People skills are critical for a GM, and Loomis has them. During my NFL years and after, I've always known Loomis to be bright, knowledgeable, very personable, fun to be around and positive in nature. Those traits will missed by the organization during the time he is gone. It will be an excruciating time for a competitive guy like him, especially to have to watch his team on TV instead of in person. He can only hope the team is motivated -- as several Saints players already have stated they will be -- to overcome the bounty scandal and in the playoff hunt when he returns from exile. And he'll make sure the Saints never cross the line on NFL bounty rules in the future.

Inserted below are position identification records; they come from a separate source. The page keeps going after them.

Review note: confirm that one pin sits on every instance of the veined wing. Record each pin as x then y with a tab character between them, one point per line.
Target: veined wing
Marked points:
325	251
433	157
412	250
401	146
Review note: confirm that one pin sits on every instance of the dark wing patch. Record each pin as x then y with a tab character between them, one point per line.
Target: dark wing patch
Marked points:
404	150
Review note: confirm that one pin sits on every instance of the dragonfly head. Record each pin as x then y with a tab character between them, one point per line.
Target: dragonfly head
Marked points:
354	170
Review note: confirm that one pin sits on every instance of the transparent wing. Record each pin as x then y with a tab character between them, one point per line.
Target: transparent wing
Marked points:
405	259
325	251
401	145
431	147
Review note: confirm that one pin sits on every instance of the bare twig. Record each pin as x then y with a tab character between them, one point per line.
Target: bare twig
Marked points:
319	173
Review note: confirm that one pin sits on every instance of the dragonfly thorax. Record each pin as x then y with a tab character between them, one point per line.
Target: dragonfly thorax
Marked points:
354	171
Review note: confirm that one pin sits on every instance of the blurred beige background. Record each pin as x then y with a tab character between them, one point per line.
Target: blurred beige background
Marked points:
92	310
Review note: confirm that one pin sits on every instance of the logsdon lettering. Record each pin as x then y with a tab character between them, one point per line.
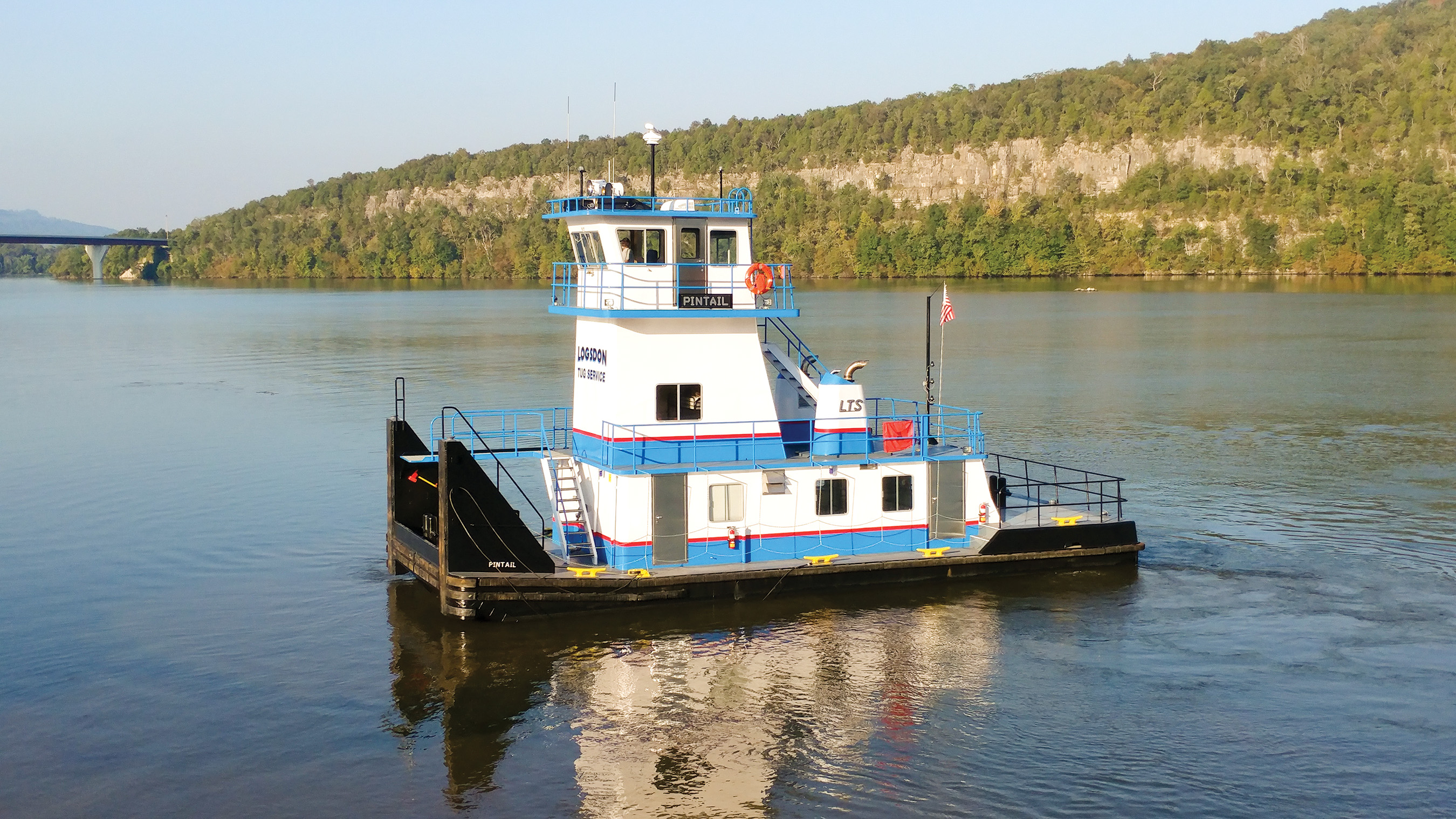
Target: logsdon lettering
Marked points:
592	354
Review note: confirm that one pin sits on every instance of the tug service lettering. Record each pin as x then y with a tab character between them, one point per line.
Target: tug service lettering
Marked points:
593	355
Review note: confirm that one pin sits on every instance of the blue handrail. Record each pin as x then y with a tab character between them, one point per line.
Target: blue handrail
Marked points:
793	344
643	447
525	432
616	286
739	203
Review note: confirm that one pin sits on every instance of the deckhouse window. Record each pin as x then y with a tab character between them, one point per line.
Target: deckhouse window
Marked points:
724	503
832	497
723	248
641	246
587	243
899	495
679	402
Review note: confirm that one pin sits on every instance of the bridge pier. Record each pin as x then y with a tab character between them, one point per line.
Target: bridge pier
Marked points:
97	253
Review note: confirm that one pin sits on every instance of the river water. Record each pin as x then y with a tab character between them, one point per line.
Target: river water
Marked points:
196	617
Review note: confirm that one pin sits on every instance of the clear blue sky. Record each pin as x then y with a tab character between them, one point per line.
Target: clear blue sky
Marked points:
133	114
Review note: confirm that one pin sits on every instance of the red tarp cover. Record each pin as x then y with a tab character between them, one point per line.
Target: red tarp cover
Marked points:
899	436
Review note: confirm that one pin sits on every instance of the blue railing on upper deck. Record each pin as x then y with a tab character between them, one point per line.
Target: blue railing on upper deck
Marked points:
615	286
702	445
506	432
739	203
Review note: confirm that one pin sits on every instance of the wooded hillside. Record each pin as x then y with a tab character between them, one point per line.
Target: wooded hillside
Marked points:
1324	149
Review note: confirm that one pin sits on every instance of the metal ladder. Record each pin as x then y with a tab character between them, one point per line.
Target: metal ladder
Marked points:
571	513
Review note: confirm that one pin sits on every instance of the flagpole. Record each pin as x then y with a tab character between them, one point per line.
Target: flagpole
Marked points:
941	390
928	361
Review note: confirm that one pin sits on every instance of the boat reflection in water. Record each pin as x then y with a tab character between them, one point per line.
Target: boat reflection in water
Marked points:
699	710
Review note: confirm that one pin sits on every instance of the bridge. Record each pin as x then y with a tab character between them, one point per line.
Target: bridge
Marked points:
95	246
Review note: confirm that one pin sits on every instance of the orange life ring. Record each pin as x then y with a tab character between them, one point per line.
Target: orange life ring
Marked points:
759	280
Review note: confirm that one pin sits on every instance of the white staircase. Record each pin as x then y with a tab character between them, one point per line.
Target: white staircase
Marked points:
570	510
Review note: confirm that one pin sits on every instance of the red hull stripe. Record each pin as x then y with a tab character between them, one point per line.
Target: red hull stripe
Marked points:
806	533
730	437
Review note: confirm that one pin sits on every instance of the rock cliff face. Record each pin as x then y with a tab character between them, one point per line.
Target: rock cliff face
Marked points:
999	172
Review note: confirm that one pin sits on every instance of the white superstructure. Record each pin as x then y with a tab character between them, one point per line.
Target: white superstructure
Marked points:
705	432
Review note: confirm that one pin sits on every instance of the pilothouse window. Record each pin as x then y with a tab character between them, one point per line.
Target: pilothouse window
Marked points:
679	402
587	246
641	246
723	248
689	245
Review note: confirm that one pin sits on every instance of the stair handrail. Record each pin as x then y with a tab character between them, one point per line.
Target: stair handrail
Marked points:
498	465
561	514
808	363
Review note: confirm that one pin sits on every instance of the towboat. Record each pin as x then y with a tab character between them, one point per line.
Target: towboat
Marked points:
710	453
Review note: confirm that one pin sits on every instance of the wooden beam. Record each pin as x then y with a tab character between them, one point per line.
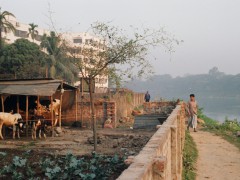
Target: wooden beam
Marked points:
27	115
76	104
60	108
38	110
17	104
2	100
52	114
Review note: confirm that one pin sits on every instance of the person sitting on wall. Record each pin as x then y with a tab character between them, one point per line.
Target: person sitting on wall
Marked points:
147	97
108	124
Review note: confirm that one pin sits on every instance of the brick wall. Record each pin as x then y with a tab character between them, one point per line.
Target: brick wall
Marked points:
161	158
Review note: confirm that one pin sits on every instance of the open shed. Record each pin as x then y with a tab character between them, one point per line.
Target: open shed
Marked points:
22	95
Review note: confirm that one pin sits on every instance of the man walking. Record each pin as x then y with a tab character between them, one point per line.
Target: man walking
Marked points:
192	111
147	97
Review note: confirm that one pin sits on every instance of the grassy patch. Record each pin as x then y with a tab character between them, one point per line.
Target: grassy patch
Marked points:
190	155
227	130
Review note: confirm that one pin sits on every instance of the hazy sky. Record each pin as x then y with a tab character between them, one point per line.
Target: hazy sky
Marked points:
210	28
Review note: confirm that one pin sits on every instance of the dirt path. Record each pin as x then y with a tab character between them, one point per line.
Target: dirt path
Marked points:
218	159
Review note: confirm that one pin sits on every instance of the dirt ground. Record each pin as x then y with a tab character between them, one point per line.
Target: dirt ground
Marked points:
124	142
218	159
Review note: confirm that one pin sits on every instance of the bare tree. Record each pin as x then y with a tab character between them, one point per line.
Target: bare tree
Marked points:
116	53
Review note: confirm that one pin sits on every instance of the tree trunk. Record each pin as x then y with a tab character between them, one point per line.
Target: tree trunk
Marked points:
93	118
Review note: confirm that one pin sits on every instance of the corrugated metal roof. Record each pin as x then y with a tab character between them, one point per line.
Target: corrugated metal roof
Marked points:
33	87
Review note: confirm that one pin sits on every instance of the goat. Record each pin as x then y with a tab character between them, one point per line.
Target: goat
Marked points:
9	119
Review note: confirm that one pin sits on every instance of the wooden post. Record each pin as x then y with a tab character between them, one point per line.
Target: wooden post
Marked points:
82	101
159	167
174	158
52	114
3	128
27	115
2	100
76	104
17	104
60	108
38	110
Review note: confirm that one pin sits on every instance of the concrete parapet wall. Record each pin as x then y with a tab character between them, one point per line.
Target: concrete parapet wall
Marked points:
161	158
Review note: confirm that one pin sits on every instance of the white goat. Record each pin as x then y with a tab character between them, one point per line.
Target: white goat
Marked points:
56	109
9	119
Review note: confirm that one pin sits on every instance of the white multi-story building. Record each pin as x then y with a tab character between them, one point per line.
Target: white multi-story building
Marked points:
75	40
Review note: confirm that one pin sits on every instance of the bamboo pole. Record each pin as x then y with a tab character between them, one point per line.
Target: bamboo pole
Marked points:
60	108
52	113
17	104
82	102
27	115
2	100
38	110
76	104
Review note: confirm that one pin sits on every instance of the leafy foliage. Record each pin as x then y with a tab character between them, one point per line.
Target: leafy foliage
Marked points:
227	129
65	167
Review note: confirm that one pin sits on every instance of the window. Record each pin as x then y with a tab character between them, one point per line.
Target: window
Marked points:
77	41
22	34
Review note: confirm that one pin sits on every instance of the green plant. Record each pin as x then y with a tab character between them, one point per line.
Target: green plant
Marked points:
64	167
227	129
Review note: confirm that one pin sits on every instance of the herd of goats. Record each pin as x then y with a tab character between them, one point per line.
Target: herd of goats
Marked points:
37	123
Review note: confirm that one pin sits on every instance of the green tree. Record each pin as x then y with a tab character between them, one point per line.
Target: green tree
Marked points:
32	31
5	25
24	59
119	55
59	65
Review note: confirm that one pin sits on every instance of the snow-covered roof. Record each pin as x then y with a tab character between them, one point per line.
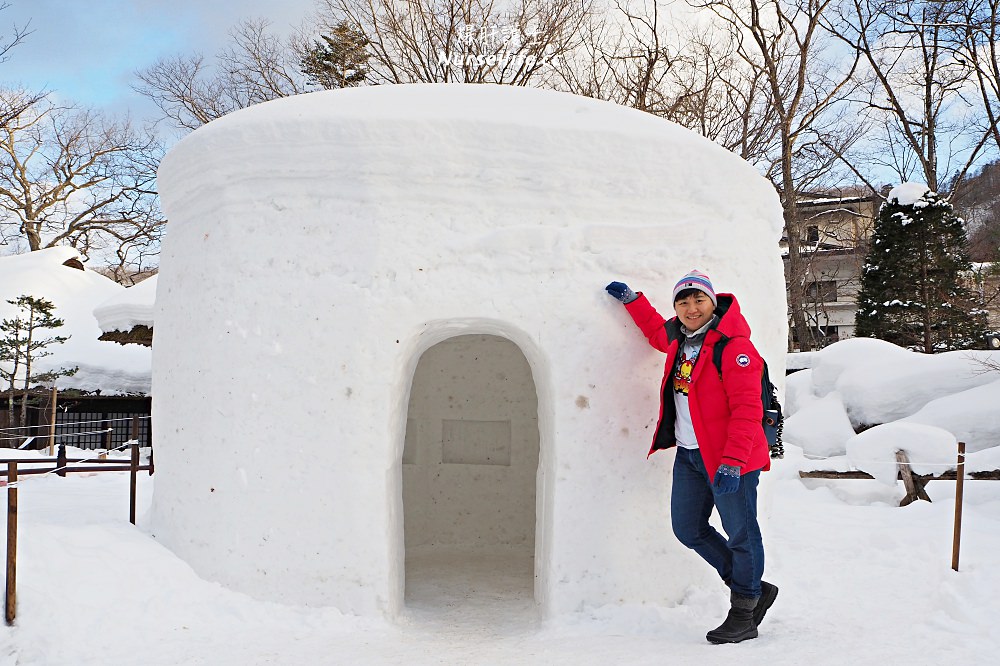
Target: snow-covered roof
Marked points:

Benson has already said that he is standing by Loomis as well as Payton, and rightfully so. Mistakes and misjudgments were clearly made, and the penalties are severe. But Benson knows Loomis is one of the NFL's top GMs, and recognizes that he has proven his value over the past decade. He knows the challenges that Loomis faced and conquered post-Katrina when the Saints had to operate out of San Antonio in 2005. He appreciates the team's winning ways in recent years after decades of struggles. Above all, there is that shiny Lombardi trophy in the Saints facility that Loomis played a major role in delivering to Benson. That earns a lot of forgiveness, and the team may appreciate Loomis even more after seeing what life is like without him.
Jeff Diamond is the former VP/GM of the Minnesota Vikings, former president of the Tennessee Titans and was selected NFL Executive of the Year in 1998. He currently does sports and regular business consulting along with media work.